In one embodiment, the beams 884 enter the driving portion 881 once
during every revolution of the driving portion 881. For example,
this would be the case in the mounting assembly 202 shown in FIG.
16 which provides the light guides 234, 234' in the sensor supports
232, 232'. The portion 880 is preferably rotating twice for every
rotation of the driving portion 881, as discussed in detail above,
and hence, the second reflector 887 is aligned to receive the beams
888 only on every other rotation of the driving portion 881.
Alternatively, a pair of reflectors 887 (or the light guides 234,
234') may be positioned in the mounting assembly 202 such that the
beams 888 may be received and reflected back through the chamber(s)
226 once for every rotation of the driving portion 881. In yet a
further embodiment, the reflector 885 and second reflector 887 may
expand partially or fully about the center axis of the centrifuge
20 (with corresponding openings and/or transparent paths in the
driving portion 881) to provide a higher sampling rate.
According to an important feature of the invention, temperature
control features are provided in an alternate embodiment of the
automated processing system invention 900, as illustrated in FIG.
37. Providing temperature controls within the processing system 900
can take many forms such as controlling the temperature of input
fluid samples from the blood source 802, monitoring and controlling
the temperature of fluids in the chamber(s) 226 to facilitate
separation processes, and controlling the operating temperature of
temperature sensitive components of the processing system 900.

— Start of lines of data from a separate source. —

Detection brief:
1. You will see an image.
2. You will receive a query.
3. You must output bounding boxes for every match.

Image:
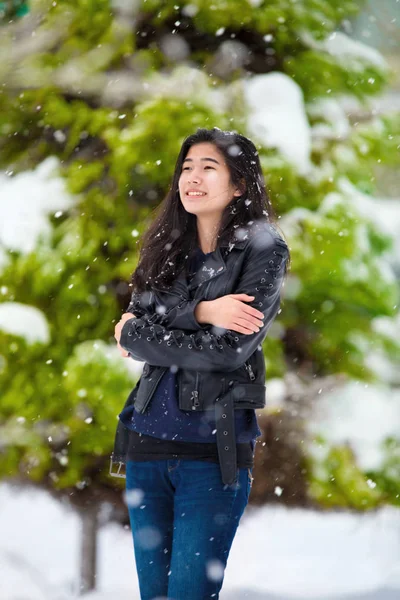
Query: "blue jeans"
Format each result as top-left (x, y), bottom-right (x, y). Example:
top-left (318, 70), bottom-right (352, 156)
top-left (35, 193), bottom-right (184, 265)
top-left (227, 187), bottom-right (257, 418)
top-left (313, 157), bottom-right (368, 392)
top-left (126, 459), bottom-right (252, 600)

These components include but are not limited to, red blood cells,
white blood cells, plasma, platelet rich plasma or any of these
components mixed with other drugs, proteins or compounds. In a
preferred embodiment of the invention, a temperature control system
is included in the processing system 900 to heat components removed
from the collection chamber(s) 226 by the outlet pump 803 to a
desired temperature range. For example, when the processing system
900 is utilized in the creation of autologous platelet gel, a
dispenser assembly 902 is included in the processing system 900 and
includes chambers or syringes for collecting and processing
platelet rich plasma drawn from the centrifuge 20. As part of the
gel creation process, it is typically desirable to activate the
platelets in the harvested platelet rich plasma fraction prior to
the use of the gel (e.g., delivery to a patient). The temperature
control system is useful in this regard for raising, and for then
maintaining, the temperature of the platelets in the dispenser
assembly to a predetermined activation temperature range. In one
embodiment of the gel creation process, the activation temperature
range is 25.degree. C. to 50.degree. C. and preferably 37.degree.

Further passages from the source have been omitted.